“Dr. Baba”, um exemplo de vida

História da formação de “Dr. Baba” serviu de inspiração para pelo menos outros três médicos com sua mesma origem e características – Fotos: Reprodução

A dor pela morte de um profissional que inspirou e ajudou a combater o sofrimento em comunidades isoladas do interior do Acre

O tiro de escopeta disparado à queima roupa contra o peito do médico Rosaldo Aguiar, no início da noite do último sábado, em Feijó, interior do Acre, não matou apenas um profissional de saúde humanitário e dedicado. Pôs fim à vida e à história de um homem que, por onde passou, não só recebeu como procurou espalhar amor e solidariedade, principalmente entre as pessoas mais pobres da região em que nasceu e viveu por 49 anos, no Alto Tarauacá e Envira, onde ficam os municípios de Tarauacá e Feijó.

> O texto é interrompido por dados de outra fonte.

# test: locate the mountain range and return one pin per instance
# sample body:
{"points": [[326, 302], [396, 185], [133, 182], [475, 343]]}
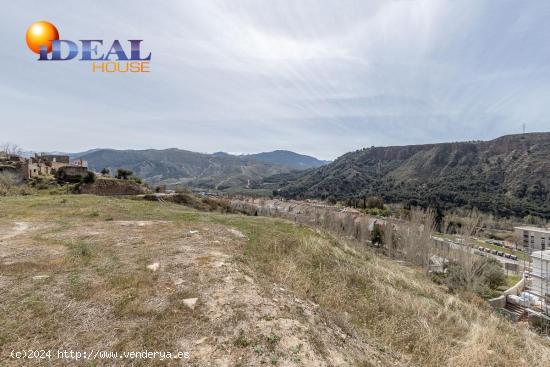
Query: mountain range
{"points": [[213, 171], [507, 176]]}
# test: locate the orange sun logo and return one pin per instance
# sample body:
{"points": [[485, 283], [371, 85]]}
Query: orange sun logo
{"points": [[41, 34]]}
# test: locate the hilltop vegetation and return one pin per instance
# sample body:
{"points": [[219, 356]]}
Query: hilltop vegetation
{"points": [[508, 176], [79, 272]]}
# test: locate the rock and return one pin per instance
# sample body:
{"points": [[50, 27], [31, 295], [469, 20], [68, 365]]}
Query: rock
{"points": [[153, 267], [236, 233], [190, 302], [201, 340]]}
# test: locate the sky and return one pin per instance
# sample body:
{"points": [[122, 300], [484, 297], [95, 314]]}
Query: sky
{"points": [[316, 77]]}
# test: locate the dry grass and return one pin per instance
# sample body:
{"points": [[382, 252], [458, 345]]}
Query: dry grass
{"points": [[396, 306], [99, 293]]}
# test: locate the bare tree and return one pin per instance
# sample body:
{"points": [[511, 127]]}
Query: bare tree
{"points": [[7, 182], [415, 242], [472, 265], [10, 149]]}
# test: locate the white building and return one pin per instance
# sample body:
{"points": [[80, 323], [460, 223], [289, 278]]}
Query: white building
{"points": [[531, 238], [540, 273]]}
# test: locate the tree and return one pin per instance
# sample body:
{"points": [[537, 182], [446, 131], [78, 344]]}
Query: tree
{"points": [[377, 235], [89, 178], [10, 149], [123, 174], [7, 181]]}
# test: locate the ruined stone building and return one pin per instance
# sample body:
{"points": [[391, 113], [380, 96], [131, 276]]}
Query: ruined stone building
{"points": [[43, 165]]}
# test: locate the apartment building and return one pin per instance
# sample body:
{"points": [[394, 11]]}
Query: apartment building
{"points": [[531, 238]]}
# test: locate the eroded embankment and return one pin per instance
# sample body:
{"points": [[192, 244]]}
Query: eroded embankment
{"points": [[347, 223]]}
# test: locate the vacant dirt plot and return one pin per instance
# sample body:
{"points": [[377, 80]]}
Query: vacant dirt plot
{"points": [[81, 283], [84, 273]]}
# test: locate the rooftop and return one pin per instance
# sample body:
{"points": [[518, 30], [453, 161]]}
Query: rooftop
{"points": [[544, 255], [534, 229]]}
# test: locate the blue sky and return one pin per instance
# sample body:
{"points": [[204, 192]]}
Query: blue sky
{"points": [[317, 77]]}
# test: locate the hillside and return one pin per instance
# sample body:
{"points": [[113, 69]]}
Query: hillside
{"points": [[506, 176], [94, 273], [214, 171], [289, 159]]}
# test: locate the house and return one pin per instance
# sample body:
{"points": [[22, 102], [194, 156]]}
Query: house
{"points": [[71, 173], [540, 273], [530, 238], [43, 165]]}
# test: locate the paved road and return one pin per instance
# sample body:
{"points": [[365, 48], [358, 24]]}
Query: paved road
{"points": [[474, 250]]}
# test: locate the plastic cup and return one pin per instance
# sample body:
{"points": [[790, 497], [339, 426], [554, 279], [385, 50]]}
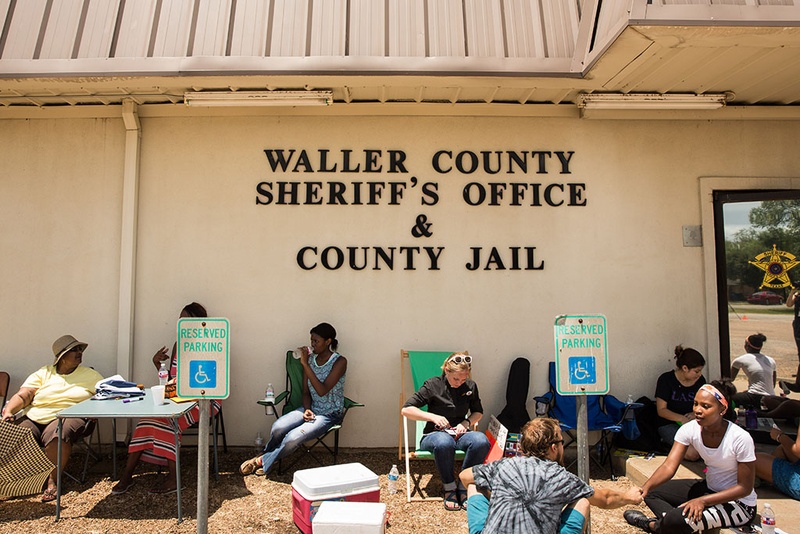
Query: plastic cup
{"points": [[158, 395]]}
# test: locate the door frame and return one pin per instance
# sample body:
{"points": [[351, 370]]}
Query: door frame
{"points": [[714, 261]]}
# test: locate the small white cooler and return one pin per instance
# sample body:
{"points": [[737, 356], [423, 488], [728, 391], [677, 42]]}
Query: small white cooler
{"points": [[344, 517], [344, 482]]}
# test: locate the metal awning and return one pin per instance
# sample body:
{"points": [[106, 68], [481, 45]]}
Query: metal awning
{"points": [[398, 52]]}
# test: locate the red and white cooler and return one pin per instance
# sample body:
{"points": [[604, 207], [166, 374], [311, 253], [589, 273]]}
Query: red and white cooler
{"points": [[342, 517], [345, 482]]}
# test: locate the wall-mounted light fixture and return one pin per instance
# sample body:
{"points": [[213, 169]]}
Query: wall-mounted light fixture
{"points": [[651, 101], [257, 98]]}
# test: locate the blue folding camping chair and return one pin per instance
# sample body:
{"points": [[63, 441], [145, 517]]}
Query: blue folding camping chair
{"points": [[605, 413]]}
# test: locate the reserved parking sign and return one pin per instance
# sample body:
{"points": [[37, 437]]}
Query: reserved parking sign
{"points": [[581, 354], [203, 357]]}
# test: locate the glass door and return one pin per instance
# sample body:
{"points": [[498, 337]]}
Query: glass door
{"points": [[758, 262]]}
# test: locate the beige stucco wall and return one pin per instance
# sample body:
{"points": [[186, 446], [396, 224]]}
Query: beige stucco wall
{"points": [[203, 237], [60, 198]]}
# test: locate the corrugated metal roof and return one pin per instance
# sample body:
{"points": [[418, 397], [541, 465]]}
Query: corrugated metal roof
{"points": [[457, 51]]}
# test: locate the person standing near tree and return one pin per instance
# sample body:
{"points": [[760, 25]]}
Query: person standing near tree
{"points": [[793, 301], [761, 371]]}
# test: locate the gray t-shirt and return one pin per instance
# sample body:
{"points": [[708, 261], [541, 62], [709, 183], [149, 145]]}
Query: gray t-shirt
{"points": [[528, 494]]}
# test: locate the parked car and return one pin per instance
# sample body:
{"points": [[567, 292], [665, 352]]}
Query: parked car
{"points": [[765, 297]]}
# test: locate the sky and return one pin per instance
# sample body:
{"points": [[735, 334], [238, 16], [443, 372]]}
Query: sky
{"points": [[736, 216]]}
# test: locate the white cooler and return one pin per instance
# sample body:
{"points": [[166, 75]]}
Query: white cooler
{"points": [[349, 517]]}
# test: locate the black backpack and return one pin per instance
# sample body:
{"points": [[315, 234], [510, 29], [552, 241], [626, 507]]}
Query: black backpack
{"points": [[515, 415]]}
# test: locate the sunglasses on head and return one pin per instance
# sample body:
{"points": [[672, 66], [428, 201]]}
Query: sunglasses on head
{"points": [[461, 359]]}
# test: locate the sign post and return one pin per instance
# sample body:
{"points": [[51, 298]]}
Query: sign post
{"points": [[203, 374], [581, 369]]}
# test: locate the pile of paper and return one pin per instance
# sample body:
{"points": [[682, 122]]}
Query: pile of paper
{"points": [[115, 387]]}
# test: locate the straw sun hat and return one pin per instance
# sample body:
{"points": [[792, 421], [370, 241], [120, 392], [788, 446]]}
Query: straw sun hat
{"points": [[65, 344]]}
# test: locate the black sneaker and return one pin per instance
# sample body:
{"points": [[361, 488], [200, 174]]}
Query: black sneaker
{"points": [[638, 519]]}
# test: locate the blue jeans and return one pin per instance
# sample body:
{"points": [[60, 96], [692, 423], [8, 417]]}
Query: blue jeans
{"points": [[290, 431], [443, 446], [572, 521]]}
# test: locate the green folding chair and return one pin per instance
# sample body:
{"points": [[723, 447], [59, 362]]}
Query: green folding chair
{"points": [[292, 398], [423, 365]]}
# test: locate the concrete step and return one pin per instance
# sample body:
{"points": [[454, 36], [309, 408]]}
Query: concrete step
{"points": [[787, 510]]}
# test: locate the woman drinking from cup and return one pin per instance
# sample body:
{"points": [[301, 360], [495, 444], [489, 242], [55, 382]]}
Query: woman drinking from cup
{"points": [[454, 408], [323, 401]]}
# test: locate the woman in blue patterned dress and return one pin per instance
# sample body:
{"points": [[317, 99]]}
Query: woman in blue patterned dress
{"points": [[323, 401]]}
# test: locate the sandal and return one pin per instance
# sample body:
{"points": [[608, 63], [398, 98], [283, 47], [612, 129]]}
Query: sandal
{"points": [[452, 503], [119, 490], [249, 467], [462, 497], [162, 491], [49, 495]]}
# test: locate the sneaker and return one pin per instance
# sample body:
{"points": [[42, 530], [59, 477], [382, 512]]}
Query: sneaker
{"points": [[638, 519]]}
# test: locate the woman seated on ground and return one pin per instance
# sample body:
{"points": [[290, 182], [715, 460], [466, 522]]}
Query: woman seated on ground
{"points": [[675, 391], [782, 467], [454, 408], [48, 391], [153, 440], [726, 497], [323, 402], [761, 371]]}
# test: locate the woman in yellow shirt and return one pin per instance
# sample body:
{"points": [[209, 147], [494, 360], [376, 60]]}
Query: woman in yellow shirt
{"points": [[48, 391]]}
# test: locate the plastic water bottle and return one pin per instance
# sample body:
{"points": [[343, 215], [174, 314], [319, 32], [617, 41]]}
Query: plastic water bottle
{"points": [[394, 475], [767, 519], [163, 374], [269, 396]]}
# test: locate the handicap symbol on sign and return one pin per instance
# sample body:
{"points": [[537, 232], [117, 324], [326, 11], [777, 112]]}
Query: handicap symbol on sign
{"points": [[202, 374], [582, 370]]}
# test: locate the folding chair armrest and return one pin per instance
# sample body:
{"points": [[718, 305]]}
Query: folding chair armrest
{"points": [[544, 403], [281, 396]]}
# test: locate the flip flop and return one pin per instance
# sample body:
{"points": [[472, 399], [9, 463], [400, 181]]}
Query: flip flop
{"points": [[249, 467], [462, 497], [49, 495], [162, 491], [451, 501], [116, 490]]}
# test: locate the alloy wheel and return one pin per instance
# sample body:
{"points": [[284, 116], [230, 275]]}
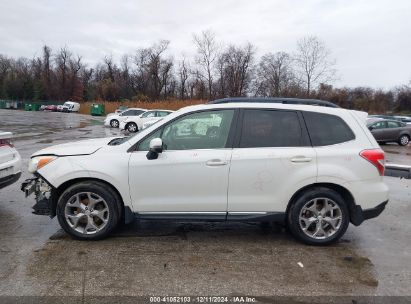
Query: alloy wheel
{"points": [[132, 127], [320, 218], [114, 123], [404, 140], [86, 213]]}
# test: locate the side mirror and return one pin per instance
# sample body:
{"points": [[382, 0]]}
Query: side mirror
{"points": [[156, 147]]}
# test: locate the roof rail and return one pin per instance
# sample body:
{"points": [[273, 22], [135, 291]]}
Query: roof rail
{"points": [[312, 102]]}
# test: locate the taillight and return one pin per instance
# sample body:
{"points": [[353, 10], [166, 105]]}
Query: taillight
{"points": [[376, 157], [6, 142]]}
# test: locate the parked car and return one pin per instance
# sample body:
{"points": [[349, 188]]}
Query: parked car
{"points": [[51, 108], [149, 123], [114, 120], [135, 123], [219, 162], [390, 131], [10, 161], [70, 106]]}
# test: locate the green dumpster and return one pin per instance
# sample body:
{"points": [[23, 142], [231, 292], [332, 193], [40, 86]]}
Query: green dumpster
{"points": [[35, 107], [97, 109]]}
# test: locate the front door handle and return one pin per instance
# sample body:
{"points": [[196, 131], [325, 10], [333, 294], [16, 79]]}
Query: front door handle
{"points": [[301, 159], [216, 162]]}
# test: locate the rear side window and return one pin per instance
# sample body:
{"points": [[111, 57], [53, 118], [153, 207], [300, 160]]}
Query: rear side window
{"points": [[326, 129], [267, 128], [393, 124]]}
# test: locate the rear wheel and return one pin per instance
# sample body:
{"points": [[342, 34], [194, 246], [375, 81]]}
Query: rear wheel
{"points": [[114, 123], [319, 216], [88, 210], [404, 140], [132, 127]]}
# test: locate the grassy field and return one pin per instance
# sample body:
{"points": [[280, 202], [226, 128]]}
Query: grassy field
{"points": [[111, 106]]}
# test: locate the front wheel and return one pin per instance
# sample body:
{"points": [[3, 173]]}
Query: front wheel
{"points": [[132, 127], [318, 217], [88, 210], [404, 140]]}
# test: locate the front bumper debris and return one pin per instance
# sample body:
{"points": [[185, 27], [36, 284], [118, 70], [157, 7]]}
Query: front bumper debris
{"points": [[43, 195], [359, 215]]}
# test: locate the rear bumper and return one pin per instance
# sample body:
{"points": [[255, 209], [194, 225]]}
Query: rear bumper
{"points": [[358, 215], [8, 180]]}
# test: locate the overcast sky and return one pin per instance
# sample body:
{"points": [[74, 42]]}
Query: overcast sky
{"points": [[370, 40]]}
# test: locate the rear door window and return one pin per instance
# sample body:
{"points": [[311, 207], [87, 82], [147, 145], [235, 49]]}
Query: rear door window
{"points": [[270, 128], [327, 129], [393, 124]]}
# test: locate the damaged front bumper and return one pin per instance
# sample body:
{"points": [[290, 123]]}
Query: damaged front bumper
{"points": [[43, 195]]}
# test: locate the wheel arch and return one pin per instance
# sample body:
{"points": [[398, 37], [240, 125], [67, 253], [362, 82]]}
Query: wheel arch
{"points": [[344, 192]]}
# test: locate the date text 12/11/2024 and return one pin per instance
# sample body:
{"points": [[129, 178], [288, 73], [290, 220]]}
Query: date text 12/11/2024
{"points": [[202, 299]]}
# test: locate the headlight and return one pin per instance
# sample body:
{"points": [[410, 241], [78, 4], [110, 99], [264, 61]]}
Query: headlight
{"points": [[39, 162]]}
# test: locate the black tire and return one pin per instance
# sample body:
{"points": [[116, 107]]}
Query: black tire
{"points": [[404, 140], [131, 127], [114, 123], [97, 188], [293, 219]]}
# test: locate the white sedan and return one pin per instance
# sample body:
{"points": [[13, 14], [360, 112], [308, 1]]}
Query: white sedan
{"points": [[10, 161], [113, 120], [136, 123]]}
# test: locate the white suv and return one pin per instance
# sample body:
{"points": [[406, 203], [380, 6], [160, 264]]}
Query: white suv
{"points": [[114, 119], [136, 123], [315, 168]]}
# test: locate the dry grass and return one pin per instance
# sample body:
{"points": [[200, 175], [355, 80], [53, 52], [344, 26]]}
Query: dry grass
{"points": [[111, 106]]}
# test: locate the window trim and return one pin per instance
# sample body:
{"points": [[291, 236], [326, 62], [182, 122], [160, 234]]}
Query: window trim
{"points": [[229, 143], [305, 139]]}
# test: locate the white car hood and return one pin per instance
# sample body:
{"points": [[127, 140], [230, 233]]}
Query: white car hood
{"points": [[84, 147]]}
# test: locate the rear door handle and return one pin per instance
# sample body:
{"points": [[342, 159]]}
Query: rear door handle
{"points": [[216, 162], [301, 159]]}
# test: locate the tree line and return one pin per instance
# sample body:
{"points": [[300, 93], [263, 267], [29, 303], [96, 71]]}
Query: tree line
{"points": [[217, 70]]}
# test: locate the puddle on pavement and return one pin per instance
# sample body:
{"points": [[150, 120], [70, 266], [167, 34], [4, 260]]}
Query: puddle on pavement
{"points": [[240, 257]]}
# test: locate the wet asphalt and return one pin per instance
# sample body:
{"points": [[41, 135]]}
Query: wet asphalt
{"points": [[159, 258]]}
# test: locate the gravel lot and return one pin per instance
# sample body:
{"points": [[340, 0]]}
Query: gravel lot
{"points": [[157, 258]]}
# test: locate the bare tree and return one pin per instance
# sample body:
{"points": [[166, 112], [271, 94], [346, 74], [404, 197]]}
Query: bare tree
{"points": [[62, 60], [313, 62], [235, 69], [274, 74], [207, 49], [183, 73]]}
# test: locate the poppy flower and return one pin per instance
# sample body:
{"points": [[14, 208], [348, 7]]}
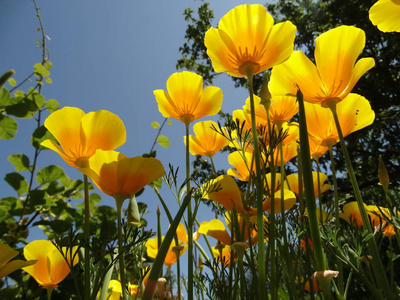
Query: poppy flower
{"points": [[79, 135], [51, 267], [354, 113], [386, 15], [6, 266], [186, 100], [119, 176], [335, 73], [247, 37], [206, 140]]}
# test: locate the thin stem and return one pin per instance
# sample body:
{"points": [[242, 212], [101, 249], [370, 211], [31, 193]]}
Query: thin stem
{"points": [[120, 250], [190, 219], [378, 267], [87, 238], [259, 193]]}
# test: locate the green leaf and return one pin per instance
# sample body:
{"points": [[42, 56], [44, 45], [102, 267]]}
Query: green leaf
{"points": [[8, 127], [5, 97], [39, 135], [163, 141], [52, 105], [18, 182], [22, 107], [40, 70], [12, 82], [37, 197], [20, 162], [49, 174]]}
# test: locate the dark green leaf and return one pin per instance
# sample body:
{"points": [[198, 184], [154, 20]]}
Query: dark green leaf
{"points": [[49, 174], [8, 127], [18, 182], [20, 162]]}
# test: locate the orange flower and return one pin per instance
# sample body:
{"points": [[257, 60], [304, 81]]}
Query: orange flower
{"points": [[119, 176], [6, 266], [186, 100], [335, 73], [247, 37], [354, 113], [51, 267], [206, 141], [80, 134]]}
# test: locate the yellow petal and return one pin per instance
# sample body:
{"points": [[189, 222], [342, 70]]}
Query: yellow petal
{"points": [[216, 229], [225, 191], [336, 53], [386, 15]]}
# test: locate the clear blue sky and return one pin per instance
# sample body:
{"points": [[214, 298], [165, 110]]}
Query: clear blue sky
{"points": [[106, 55]]}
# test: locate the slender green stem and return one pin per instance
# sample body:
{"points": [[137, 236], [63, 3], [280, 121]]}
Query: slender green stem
{"points": [[259, 192], [310, 197], [377, 264], [337, 221], [190, 219], [120, 250], [87, 238]]}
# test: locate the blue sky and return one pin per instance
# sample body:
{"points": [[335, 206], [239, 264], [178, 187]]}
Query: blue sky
{"points": [[107, 55]]}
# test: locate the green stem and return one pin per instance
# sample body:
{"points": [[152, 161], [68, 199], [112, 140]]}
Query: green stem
{"points": [[190, 219], [120, 250], [378, 267], [310, 197], [337, 221], [259, 193], [163, 250], [87, 238]]}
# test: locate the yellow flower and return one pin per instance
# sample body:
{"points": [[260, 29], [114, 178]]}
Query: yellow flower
{"points": [[386, 15], [206, 141], [186, 100], [80, 134], [119, 176], [171, 257], [6, 266], [51, 267], [354, 113], [247, 37], [336, 70]]}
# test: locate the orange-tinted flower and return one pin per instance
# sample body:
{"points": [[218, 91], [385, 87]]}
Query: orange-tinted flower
{"points": [[247, 37], [119, 176], [336, 70], [206, 141], [51, 267], [186, 100], [354, 113], [80, 134], [386, 15], [6, 266]]}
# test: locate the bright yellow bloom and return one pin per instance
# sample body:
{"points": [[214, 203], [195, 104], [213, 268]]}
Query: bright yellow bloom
{"points": [[386, 15], [354, 113], [292, 183], [206, 141], [336, 70], [171, 257], [51, 267], [80, 134], [119, 176], [6, 266], [186, 100], [247, 37]]}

Nascido em Tarauacá, ele foi morto no município vizinho, na casa em que vivia, localizada num sítio no qual fizera gravar o nome do lugar com os mesmos caracteres do letreiro famoso internacionalmente que informa a localização dos Estúdios Holywood, em Los Angeles (EUA), já que, ao lado da medicina, o cinema também era sua grande paixão. A propósito, a história de vida de “Baba”, apelido de infância cuja origem ninguém quis relatar, que também poderia se chamar “Dr. Solidariedade”, bem que poderia render um bom filme, com um roteiro que seria mais ou menos o que se segue.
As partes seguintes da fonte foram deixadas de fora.